Vanessa menarik napas dalam-dalam. Memutuskan untuk bangkit dari duduknya. Melepaskan kacamata yang bertengger sedari tadi di atas batang hidungnya. Kemudian, ia melakukan perenggangan beberapa kali.
Ugh!
Tubuhnya terasa kaku.
Lantas kepalanya berpaling. Melihat ke jam dinding dan mendapati saat itu sudah jam sembilan malam. Dan ia tercengang tak percaya. Menyadari bahwa tak terasa ia bekerja di depan laptopnya nyaris tiga jam lamanya.
Pantas aja pinggang aku berasa pegal banget, pikirnya.
Vanessa lantas beranjak. Keluar dari kamar dan bermaksud ke dapur. Sekadar untuk mencari camilan dan mengambil minum untuk gelasnya yang telah kosong. Yah, bisa dikatakan untuk tambahan bahan bakar tenaga baru. Dia tau, masih ada beberapa hal lain yang harus ia kerjakan.

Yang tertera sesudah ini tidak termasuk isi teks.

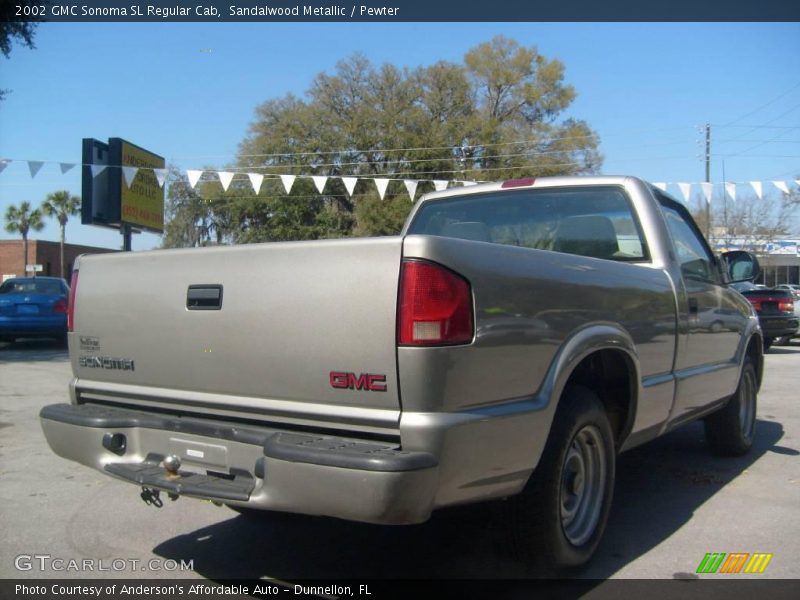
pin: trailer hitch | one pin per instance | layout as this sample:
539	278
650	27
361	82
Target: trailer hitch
151	496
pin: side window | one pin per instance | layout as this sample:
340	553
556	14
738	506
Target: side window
695	260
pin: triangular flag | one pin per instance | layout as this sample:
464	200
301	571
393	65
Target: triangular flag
730	188
130	174
411	186
349	184
685	188
256	179
381	184
781	185
225	178
34	166
319	182
288	182
708	189
194	177
161	176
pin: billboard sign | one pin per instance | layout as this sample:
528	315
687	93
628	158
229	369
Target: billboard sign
142	199
114	198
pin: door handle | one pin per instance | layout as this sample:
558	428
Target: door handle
204	297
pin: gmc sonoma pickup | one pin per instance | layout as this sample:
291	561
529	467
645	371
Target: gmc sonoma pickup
508	344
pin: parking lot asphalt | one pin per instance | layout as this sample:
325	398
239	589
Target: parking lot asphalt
674	502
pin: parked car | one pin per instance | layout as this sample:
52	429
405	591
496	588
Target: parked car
33	307
509	343
776	313
795	289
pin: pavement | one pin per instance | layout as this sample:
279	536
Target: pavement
674	502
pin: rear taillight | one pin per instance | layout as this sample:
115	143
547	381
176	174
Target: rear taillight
73	288
435	306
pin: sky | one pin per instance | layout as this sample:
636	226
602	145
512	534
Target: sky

Dalam perjalanan melewati ruang menonton Vanessa mendapati televisi yang menyala. Langkah kakinya terhenti dengan seiring terdengarnya suara Ryan yang memanggil namanya.
"Vanessaaa ..."
Vanessa menatap Ryan yang tengah duduk melantai. Menunggu kelanjutan ucapan cowok itu.
"... yang."
Vanessa masih menunggu kelanjutan perkataan Ryan. Beberapa detik. Namun, cowok itu tak meneruskan perkataannya. Membuat gadis itu bingung. "Yang apa?"
Pertanyaan Vanessa membuat Ryan sontak tertawa terbahak-bahak. Membuat cowok itu melepaskan pena di tangannya dan beralih untuk memegang perutnya yang terasa sakit.
Sekilas Vanessa hanya geleng-geleng kepala melihat Ryan yang tertawa sebegitu besarnya. Ia sama sekali tidak mengerti apa yang membuat cowok itu tertawa. Maka daripada ia memusingkan penyebab Ryan tertawa, ia akhirnya memilih untuk melihat tumpukan jurnal di atas meja, Vanessa bertanya.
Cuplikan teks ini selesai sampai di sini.